Let $f(x)= x - \sum_{i=0}^{\infty} \dfrac {a_n}{x+b_n}$
Now apparently for every function $F(x)$ :
$$\int_{-\infty}^{+\infty} F(f(x)) - F(x) dx = 0$$
If the integral converges.
Why is this true ?
I considered contour integrals and substitution but found no proof.
I assume there is a substitution such that we get
$$\int_{-\infty}^{+\infty} F(f(x)) - F(x) dx =\int_{+\infty}^{-\infty} F(f(u)) - F(u) du$$
(from which the equality to $0$ follows)
I also assume this can be proved by an argument principle.
And I assume there is a much simpler way to prove this.
Not a full answer but perhaps the first step to a simple full answer.
I found a proof for the case $F$ is continuous and $f(x) = x - \frac{1}{x}$.
And indeed it uses some simple substitutions.
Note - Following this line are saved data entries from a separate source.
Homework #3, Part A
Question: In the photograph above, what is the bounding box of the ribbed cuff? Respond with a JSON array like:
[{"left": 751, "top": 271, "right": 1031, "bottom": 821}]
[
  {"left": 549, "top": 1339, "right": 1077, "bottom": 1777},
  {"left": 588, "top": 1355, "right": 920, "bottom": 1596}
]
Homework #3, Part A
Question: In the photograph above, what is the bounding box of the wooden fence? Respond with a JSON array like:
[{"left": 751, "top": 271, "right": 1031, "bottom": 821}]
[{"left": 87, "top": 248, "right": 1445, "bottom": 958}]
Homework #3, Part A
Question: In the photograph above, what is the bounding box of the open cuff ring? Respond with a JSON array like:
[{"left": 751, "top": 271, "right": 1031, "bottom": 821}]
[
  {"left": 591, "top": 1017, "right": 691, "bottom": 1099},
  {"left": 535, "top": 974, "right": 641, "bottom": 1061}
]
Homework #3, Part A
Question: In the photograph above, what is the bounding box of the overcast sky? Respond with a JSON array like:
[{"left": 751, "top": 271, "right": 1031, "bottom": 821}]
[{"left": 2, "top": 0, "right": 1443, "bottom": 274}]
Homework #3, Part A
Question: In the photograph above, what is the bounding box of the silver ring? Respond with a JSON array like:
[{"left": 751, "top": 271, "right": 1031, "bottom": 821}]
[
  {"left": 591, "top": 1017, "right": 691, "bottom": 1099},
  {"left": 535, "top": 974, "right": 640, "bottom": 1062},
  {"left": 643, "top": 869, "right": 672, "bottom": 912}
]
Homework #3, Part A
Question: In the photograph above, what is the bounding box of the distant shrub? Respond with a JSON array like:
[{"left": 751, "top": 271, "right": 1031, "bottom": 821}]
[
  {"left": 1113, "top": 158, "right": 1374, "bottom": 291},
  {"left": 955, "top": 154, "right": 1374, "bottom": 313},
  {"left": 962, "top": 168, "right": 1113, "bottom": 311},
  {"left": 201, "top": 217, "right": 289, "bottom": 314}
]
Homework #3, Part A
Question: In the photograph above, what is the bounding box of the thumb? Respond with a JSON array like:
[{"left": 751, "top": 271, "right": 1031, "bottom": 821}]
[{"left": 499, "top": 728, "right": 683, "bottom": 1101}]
We may write \begin{align} \int_{-\infty}^{\infty}f\left(x-\frac{1}{x}\right)dx&=\int_{0}^{\infty}f\left(x-\frac{1}{x}\right)dx+\int_{-\infty}^{0}f\left(x-\frac{1}{x}\right)dx=\\ &=\int_{-\infty}^{\infty}f(2\sinh T)\,e^{T}dT + \int_{-\infty}^{\infty}f(2\sinh T)\,e^{-T}dT=\\ (collecting\space terms ) &=\int_{-\infty}^{\infty}f(2\sinh T)\,2\cosh T\,d T=\\ &=\int_{-\infty}^{\infty}f(x)\,dx. \end{align} To go from the first to the second line, we make the substitution $x=e^{T}$ in the first integral and $x=-e^{-T}$ in the second one.
The simplicity of this proof and its substitutions imho seems to suggest we can generalize this to a simple full proof by substitutions methods.